Nastri, una favola post-rock – Stefano Solventi @nellogiovane69 #Nastri

Nastri, una favola post-rock – Stefano Solventi

 

Nastri” ha davvero poco della favola e non avevo notato l’ironia del sottotitolo finché non l’ho scritto qui sopra prima di esporvi le mie personali sensazioni. Il romanzo distopico è per certi versi un genere a me nuovo (posso annoverare soltanto “Fahrenheit 451”, letto tra l’altro anni fa); sono stata attratta principalmente dal tema musicale che fa da sfondo al libro, ma devo ammettere che la curiosità è stata premiata donandomi una lettura che non posso definire piacevole (per il terrore che incute il contenuto, s’intende!), ma certamente scorrevole e incuriosita.

A mio avviso, la forza del romanzo risiede nei dialoghi e nella caratterizzazione dei personaggi che da questi emerge prepotentemente. C’è una tensione emotiva costante che contrasta con le descrizioni statiche dell’ambientazione, grigia e cupa, che lascia poco all’immaginazione (ma com’è che c’è sempre il vento, eh Stefano?? Di certo sottolinea ulteriormente l’asperità del contesto!). L’azione si svolge in poco più di un mese, ma la narrazione è intervallata e corredata di informazioni che preparano il terreno del racconto attraverso l’ufficialità delle fonti (comunicati stampa, articoli di variegate testate giornalistiche e pubblicazioni governative) che coprono un arco temporale di decenni antecedenti al tempo della narrazione, proprio a volerne strutturare l’evoluzione, o meglio l’involuzione della società dipinta ed esperita dai personaggi. E tanto di cappello per il colpo di scena finale! (Mi ha fatto pensare a un film di Luc Besson di qualche tempo fa: come ce la vedi Milla Jovovich nei panni di Polly? 🙂)

Personalmente non riuscirei a sopravvivere in un mondo senza musica, sarebbe una privazione al mio stesso essere, quindi oltre che augurarmi di non dovermi mai trovare in un tale abietto regime, non posso far altro che consigliarne caldamente la lettura per esorcizzare e scongiurare una tale eventualità.

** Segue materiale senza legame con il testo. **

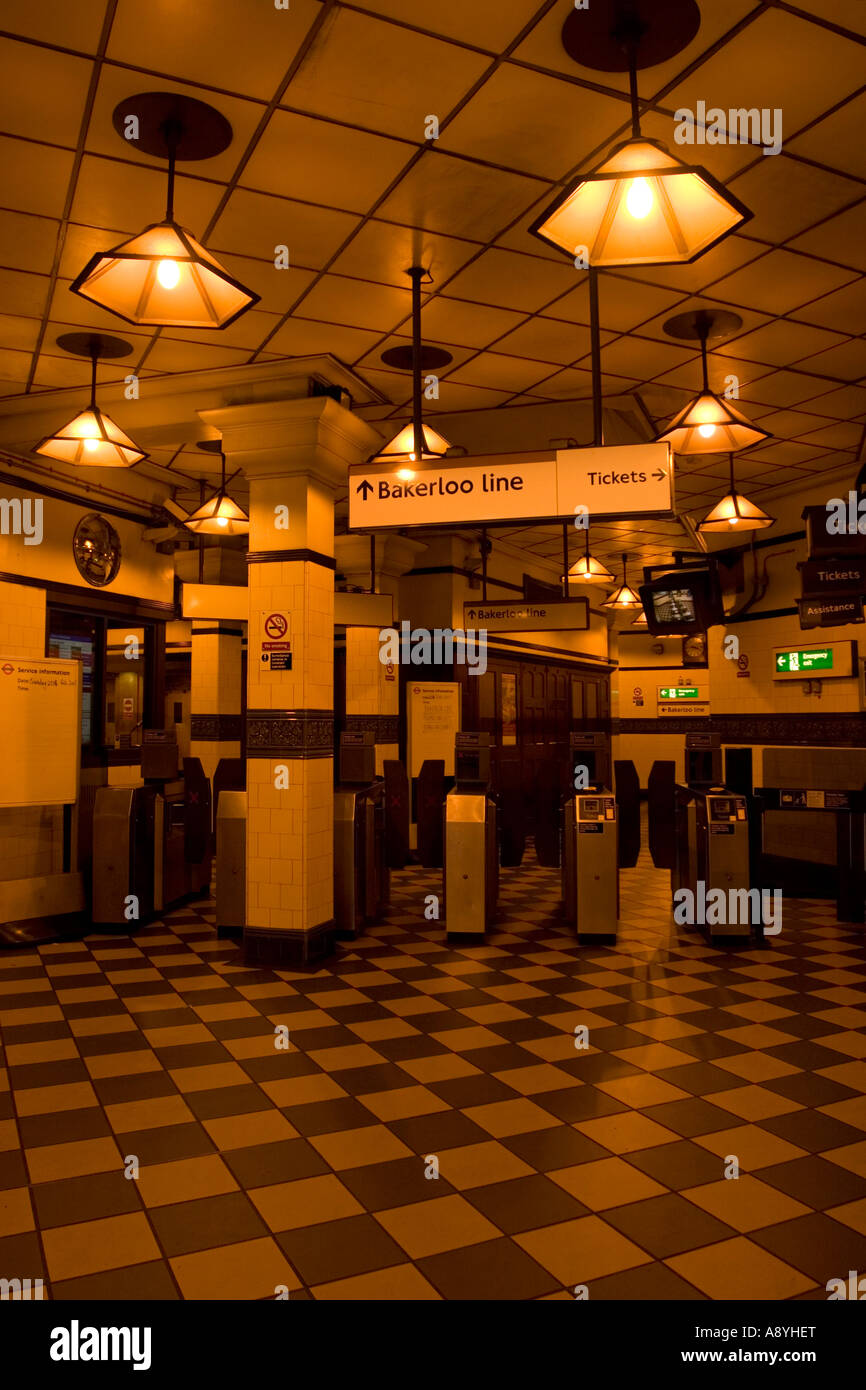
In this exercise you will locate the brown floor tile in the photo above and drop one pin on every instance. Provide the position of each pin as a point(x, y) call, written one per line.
point(206, 1223)
point(245, 1271)
point(667, 1225)
point(496, 1271)
point(307, 1201)
point(745, 1203)
point(392, 1285)
point(93, 1246)
point(740, 1269)
point(437, 1225)
point(526, 1203)
point(608, 1182)
point(341, 1250)
point(578, 1251)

Complimenti, Stefano! Non sarei mai in grado di partorire una dovizia di dettagli come la tua. Mi hai affascinato e ho goduto immensamente delle citazioni rockettare. Ben fatto!

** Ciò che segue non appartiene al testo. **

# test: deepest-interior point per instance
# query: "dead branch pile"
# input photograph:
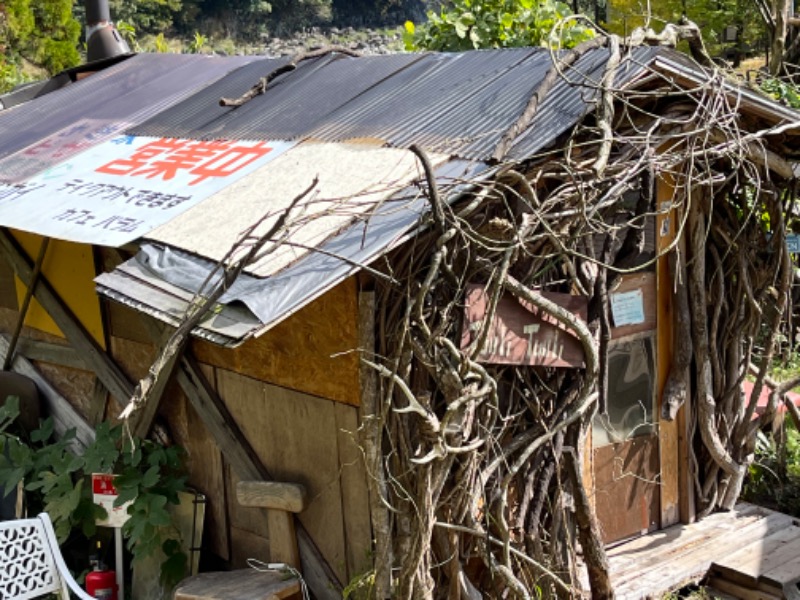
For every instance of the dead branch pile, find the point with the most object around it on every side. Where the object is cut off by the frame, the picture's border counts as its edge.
(479, 466)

Un paio di appunti/osservazioni: nel mio testo non compare il numerino del capitolo 8: è una semplice omissione di stampa o cela qualche altro significato? Inoltre, l’ultimo comunicato a chiusura del testo è datato 28 marzo 2052 riferendosi all’avvenimento “avvenuto nella tarda serata di ieri” che nel racconto riguarda palesemente il 27 febbraio dello stesso anno. Sono io che non colgo qualcosa?

Owlina

Europa, 2052. Venti anni dopo una catastrofica epidemia che ha ucciso milioni di persone, il Vecchio Continente si è risollevato. La criminalità è ridotta quasi a zero e l’economia garantisce piena occupazione. In una società le cui regole sono dettate dalla Convenzione – che ha limitato Internet, vietato alcool e tabacco, sconfitto il traffico di stupefacenti e messo al bando la musica rock – la ventenne Polly tenta di scoprire il contenuto di cinque nastri ricevuti in eredità dal padre. Assieme a Samanta, una millennial che si guadagna da vivere come donna delle pulizie d’alto bordo, entrerà in contatto con le inquietudini e le contraddizioni di una cultura sotterranea, desiderosa di emergere e sovvertire.